One's view on abortion is a proxy for a other values – not that people on either side don’t sincerely hold their views, but that a whole array of our sort of people/not our sort of people issues come into it as well. In simplest form, being prochoice is seen as being for women, in some way. Being prolife is seen as being for churchy stuff. Given the wide difference among women and among churches, it rapidly gets messy. People resent being seen as anti X, just because they are for Y, when X and Y are not true opposites.
But this does explain why animal-rights activists, who by logic should be prolife extremists, tend to be prochoice. It's an Our Sort/Not Our Sort thing. This is intensified by the tendency of PETA folk to have few or no children, lining them up with the environmentalists. Their attempt at legacy is diverted to the entire planet. They don’t have the historically usual understanding about nurturance, and so adopt the faux-nurturance of Gaiaism. (four vowels in a row!).
3 comments:
Another consideration:
For the death penalty but prolife.
-Doug
I think the distinction between them has been explored frequently. I see the similarity as superficial, but it seems to carry a lot of emotional force.
Certainly, you can find folks so frothing for retributive justice that you wonder how it fits with a prolife stance emotionally, even if it holds up philosophically.
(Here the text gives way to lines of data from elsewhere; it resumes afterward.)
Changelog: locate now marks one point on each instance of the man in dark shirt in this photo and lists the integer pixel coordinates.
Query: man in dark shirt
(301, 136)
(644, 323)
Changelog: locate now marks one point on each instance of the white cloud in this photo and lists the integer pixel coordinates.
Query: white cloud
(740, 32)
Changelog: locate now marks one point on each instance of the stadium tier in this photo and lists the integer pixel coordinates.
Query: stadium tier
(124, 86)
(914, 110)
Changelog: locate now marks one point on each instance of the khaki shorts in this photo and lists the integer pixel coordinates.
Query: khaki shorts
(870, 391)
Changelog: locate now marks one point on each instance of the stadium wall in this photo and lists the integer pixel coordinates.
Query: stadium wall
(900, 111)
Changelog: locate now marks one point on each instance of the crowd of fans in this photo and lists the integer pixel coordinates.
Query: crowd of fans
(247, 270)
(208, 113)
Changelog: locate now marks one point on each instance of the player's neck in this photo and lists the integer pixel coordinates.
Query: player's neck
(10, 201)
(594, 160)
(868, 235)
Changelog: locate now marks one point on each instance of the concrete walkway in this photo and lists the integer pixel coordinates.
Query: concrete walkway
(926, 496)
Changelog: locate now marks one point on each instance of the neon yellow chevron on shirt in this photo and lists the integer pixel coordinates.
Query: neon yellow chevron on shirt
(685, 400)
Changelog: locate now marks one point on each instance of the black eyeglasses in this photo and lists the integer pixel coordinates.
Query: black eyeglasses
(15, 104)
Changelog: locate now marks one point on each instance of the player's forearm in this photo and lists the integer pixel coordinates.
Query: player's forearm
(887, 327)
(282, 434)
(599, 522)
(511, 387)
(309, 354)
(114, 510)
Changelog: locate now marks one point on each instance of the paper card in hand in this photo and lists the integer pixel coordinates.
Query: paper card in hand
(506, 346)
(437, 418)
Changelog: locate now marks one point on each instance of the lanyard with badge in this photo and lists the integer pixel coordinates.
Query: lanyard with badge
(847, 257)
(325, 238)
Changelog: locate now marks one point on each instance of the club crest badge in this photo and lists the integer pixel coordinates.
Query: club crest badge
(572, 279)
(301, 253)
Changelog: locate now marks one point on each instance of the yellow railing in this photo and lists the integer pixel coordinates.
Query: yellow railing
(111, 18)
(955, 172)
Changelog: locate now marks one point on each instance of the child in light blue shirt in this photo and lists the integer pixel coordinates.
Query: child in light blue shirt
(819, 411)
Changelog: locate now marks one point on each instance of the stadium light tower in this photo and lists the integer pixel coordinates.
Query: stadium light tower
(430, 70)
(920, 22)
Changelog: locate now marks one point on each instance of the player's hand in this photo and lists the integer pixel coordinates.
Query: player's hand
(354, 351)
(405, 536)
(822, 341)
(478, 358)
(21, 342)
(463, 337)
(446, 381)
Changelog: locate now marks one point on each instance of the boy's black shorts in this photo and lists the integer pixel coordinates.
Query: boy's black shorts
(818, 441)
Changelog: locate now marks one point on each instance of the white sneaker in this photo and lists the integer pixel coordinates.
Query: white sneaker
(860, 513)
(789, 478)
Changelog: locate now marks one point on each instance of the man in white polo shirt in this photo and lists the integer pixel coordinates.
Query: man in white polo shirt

I don't meet such folks in real life, but I encounter them in online comments sections.
It is a common & inevitable problem. We can't have expertise on everything so that it is easier & much more comfortable to accept the opinions our friends.
Thus those keenest on threatening us with CO2 caused global warming are, with a few honourable exceptions, against nuclear reactors. The only correlation being a luddite worldview.